Authors: Avery Flynn
Tags: #Contemporary Romance, Romantic Suspense, mystery
“You need to stop talking right now.” Sam stood in the doorway, clad only in jeans, his
forehead deceptively smooth considering the venom in his tone.
Uncle Harlan pursed his lips and shook his head. “There's nothing you could have done to save Michael. It's about time you accepted that.” His stance softened and the flush drained out of his cheeks as quickly as it had appeared. “Even if you'd found it, the money couldn't have helped him.”
A powerful silence descended, pushing down
on Josie's shoulders like an unbearable weight. She'd gotten lost in a family drama that had been playing out for years with no resolution.
If Sam noticed the tension, he refused to acknowledge it. He stood as silent and solid as a statue, his face a mask of banality, giving no clue as to his emotions at the moment.
A chastened Uncle Harlan stepped forward, closing the gap between the two men
to an arm's length. “Sam, I'm sorry. I didn't mean—”
“If you leave right now, I won't tell anyone you're here.”
“Sammy—”
“Just go.”
Uncle Harlan sighed and walked toward the door, pausing to rest his hand on Sam's shoulder. The men stood in the quiet for a few heartbeats, neither speaking nor moving.
The elder Layton gave Sam a quick pat and cleared his throat. “Well then, I'll be seeing
you next Thanksgiving.”
When Sam didn't say anything, Uncle Harlan flashed Josie an apologetic smile and brushed past her and out the door. The subsequent click of the front door announced he'd left.
Josie looked around at the office's disarray. Papers were scattered everywhere. A stack of books had been knocked to the floor. For most people, this would be a bit more than daily wear and tear,
but for Sam's house it equated to disaster-level carnage.

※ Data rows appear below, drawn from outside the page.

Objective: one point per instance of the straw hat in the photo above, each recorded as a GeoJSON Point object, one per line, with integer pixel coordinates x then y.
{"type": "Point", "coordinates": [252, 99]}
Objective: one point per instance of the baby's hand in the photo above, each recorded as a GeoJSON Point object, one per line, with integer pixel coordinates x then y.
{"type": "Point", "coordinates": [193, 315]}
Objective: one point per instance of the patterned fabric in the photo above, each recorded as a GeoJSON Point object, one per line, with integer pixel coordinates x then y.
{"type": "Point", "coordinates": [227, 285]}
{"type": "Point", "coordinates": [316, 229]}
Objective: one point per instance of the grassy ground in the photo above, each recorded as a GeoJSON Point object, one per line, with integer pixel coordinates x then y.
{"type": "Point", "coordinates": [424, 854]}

As if unsure about what to do next, Sam trudged to the desk and pushed at the papers on the floor with the tips of his bare toes. “Michael was my twin brother. He died of leukemia when we were twelve.”
“Oh God, I'm so sorry.”
“I spent an entire summer before he died searching for Rebecca's Bounty, convinced that if I could just find
the treasure, we'd have enough money for some magical miracle cure because the treatment he was getting wasn't doing a damn thing anymore.” He kept his back to her, misery thickening the natural bass of his voice. “I climbed that stupid bluff every day. Hank, Chris and Claire came with me in the beginning, but by the end of the summer it was just me searching. I must have touched every square inch
of limestone, crawled into every crevice and cried on every rock at McPherson's Bluff. Michael died, but I never stopped looking. Ever. If someone was meant to find Rebecca's Bounty, don't you think I would have found it by now?”
Josie took a tentative step toward him, her chest tight. “Sam, what happened with Michael, it wasn't fair but it wasn't your fault.”

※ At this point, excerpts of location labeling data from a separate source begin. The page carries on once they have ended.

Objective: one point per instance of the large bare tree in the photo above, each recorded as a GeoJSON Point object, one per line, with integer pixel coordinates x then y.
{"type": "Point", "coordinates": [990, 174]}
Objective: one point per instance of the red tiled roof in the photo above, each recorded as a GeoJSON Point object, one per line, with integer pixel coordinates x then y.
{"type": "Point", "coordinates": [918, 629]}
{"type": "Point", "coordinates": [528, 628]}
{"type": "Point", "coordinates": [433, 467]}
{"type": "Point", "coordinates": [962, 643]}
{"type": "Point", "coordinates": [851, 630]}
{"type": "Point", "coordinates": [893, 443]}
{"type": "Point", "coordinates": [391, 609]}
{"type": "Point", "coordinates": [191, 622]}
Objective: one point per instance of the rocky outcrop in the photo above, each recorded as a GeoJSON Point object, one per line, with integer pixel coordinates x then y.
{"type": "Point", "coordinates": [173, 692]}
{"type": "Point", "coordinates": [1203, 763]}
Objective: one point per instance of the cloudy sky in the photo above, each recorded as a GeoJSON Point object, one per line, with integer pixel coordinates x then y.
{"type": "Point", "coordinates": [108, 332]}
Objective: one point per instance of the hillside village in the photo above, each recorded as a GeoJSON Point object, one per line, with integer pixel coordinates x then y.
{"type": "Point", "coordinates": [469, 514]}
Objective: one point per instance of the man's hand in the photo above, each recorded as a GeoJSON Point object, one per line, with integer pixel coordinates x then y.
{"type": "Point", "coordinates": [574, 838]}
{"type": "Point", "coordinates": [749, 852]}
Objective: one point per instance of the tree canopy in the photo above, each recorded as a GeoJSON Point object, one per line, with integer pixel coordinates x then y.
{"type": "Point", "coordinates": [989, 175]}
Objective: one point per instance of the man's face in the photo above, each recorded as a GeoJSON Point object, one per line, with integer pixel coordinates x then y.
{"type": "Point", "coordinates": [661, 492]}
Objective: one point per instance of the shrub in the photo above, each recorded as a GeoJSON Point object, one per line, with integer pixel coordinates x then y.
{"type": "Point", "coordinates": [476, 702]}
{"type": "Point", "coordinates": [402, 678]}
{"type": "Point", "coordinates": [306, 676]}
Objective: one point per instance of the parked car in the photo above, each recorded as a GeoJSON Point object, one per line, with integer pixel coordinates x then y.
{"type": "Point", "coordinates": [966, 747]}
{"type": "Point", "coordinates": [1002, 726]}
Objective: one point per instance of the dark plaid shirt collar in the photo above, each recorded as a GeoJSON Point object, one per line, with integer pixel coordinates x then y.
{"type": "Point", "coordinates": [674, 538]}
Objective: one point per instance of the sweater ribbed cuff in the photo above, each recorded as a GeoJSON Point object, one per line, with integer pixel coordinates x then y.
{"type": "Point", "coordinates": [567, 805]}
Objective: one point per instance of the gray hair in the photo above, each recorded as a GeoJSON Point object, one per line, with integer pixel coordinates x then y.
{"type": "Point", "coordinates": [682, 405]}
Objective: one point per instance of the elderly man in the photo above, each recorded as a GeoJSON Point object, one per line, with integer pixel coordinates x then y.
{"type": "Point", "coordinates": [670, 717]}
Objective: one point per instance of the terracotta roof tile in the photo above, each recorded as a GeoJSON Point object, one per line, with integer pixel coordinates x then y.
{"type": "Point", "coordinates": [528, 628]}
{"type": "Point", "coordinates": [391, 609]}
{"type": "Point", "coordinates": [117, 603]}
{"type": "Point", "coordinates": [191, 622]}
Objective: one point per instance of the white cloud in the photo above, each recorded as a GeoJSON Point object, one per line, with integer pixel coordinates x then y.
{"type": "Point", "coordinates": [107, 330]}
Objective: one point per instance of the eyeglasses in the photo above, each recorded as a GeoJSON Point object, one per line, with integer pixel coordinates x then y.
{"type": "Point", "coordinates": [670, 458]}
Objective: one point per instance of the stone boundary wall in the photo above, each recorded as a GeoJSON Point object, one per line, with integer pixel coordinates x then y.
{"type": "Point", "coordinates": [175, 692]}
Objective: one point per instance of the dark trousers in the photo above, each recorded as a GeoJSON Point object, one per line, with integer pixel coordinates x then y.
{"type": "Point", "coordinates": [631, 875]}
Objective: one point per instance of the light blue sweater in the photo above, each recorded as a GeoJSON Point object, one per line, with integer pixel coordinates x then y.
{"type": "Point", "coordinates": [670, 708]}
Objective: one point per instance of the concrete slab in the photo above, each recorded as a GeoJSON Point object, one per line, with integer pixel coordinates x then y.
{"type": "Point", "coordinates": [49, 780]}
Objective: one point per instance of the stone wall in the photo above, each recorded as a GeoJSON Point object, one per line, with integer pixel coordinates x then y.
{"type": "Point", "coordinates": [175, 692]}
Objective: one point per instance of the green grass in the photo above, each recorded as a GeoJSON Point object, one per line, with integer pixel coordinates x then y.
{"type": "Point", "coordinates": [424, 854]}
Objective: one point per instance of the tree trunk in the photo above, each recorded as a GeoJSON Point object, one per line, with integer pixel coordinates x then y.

But Sam wasn't listening to her
anymore. Like a man suffering from shell shock, he stared past her, unblinking, confronting whatever demon only he could see. Tension turned his flesh to steel and he clenched his jaw so tightly, Josie worried he'd break something.
Wanting to ease his pain, Josie crossed to him. When he didn't brush off her nearness, she stepped behind him and wrapped her arms around his waist, laying her face
against his bare back. They stood intertwined like that for several minutes, until his erratic breathing calmed under her damp cheek. He unwound himself from her embrace and stepped to the other end of the large desk. An all-to-familiar emptiness took the place of his warm body.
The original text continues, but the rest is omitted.